Functional analysis of differentially expressed lncRNAs

Functional analysis was performed to deeply investigate the functional regulatory elements and their impact on the host’s response to mastitis causing agents. If the lncRNA is suppressing or enhancing the ability of its target (e.g., mRNA, miRNA), this could negatively impact the cow’s immune response, making her more susceptible to mastitis and prevent her from efficiently eliminating the threat. As the DE lncRNAs were split into 1) previously annotated; 2) novel intergenic and: 3) novel genic, the functional analysis follows this structure.

Functional analysis of previously annotated lncRNAs for both gene name and length

As mentioned previously, 5 of the annotated lncRNA were annotated previously for both gene name and length (Table 1). To determine their predicted target(s), the genomic coordinates of the lncRNA and Genome Data Viewer was used (https://www.ncbi.nlm.nih.gov/genome/gdv/). Based on the proximal location of other mRNA, miRNA etc. the predicted interaction of each of these lncRNA was identified (Table 1).

The first annotated lncRNA ENSBTAG00000050065_2 was 35 × under-expressed in the mastitic samples compared to the healthy samples (FC = −35.43, FDR = 4.80E-02; Table 1). The Iroquois homeobox 2 (IRX2) gene is located downstream from out DE lncRNA and therefore this is its predicted target. This family of genes has been reported to affect tumor growth, invasion and metastasis and have been closely linked to tumor progression and prognosis37. The potential effect of this lncRNA / gene interaction would have on mastitis, or the immune system is unknown, thus further research is needed. As shown in Supplementary Table 2, there were 2 potential mRNA isoforms of IRX2 that demonstrated significant, positive interactions in the mastitic (IRX2_1 (r = 0.93, P-value = 0.01); and IRX2_2 (r = 0.99, P-value = 0.00) and healthy groups (IRX2_2 (r = 0.98, P-value = 0.00).

The annotated lncRNA ENSBTAG00000054150_1 was over-expressed in the mastitic samples compared to the healthy samples (FC = 13.61, FDR = 4.94E-02; Table 1). It is predicted to interact with X – C motif chemokine receptor 1 (XCR1) as the lncRNA overlaps with this gene. This gene is expressed on a subset of dendritic cells which are involved in antigen cross-presentation38. Antigen presentation is critical to ensure the cow can fight off the mastitis causing pathogens, such as Staphylococcus aureus (S. aureus). As this mRNA plays a key role in activating this part of the immune system, this lncRNA could help in the regulation of this mRNA.
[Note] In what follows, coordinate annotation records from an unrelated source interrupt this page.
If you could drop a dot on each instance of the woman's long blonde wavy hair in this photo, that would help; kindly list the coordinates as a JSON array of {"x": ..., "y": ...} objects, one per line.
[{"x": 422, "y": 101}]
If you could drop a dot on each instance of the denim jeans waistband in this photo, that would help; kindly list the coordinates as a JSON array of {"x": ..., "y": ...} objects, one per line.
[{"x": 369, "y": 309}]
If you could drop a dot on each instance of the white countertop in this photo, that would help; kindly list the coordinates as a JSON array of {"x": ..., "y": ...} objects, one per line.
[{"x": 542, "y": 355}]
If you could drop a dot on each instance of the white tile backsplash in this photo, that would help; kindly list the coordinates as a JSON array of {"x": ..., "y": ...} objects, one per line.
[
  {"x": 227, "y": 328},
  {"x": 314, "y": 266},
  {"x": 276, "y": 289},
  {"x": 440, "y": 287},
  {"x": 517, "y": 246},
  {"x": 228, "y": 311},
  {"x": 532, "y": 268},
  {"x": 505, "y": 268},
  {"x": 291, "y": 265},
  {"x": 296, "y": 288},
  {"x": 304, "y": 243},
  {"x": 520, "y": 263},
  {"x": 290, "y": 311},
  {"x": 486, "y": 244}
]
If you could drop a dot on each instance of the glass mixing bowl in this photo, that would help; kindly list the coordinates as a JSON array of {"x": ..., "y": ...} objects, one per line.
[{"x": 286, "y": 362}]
The next annotated lncRNA ENSBTAG00000051221_3 is predicted to interact with tribbles - 1 (TRIB1), based on the gene’s downstream proximity (Table 1). The correlation between these two was significantly positive (r = 0.90, P-value = 0.01; Supplementary Table 2). This gene has been linked to the regulation of anti-inflammatory macrophage polarization and inflammatory responses39,40,41,42. It also has important roles in controlling inflammatory cytokines, including the pro-inflammatory cytokine interleukin 8 (IL-8)41. Therefore, due to its critical roles in inflammatory responses, this is of key interest in terms of mastitis. The lncRNA, which is predicted to interact with this gene is over-expressed in the mastitic samples compared to the healthy samples (FC = 16.08, FDR = 4.66E-02) and, therefore, its over expression could act to suppress the functions of this key gene and therefore impact the hosts’ ability to regulate the inflammatory response, making the mastitis incidence more severe.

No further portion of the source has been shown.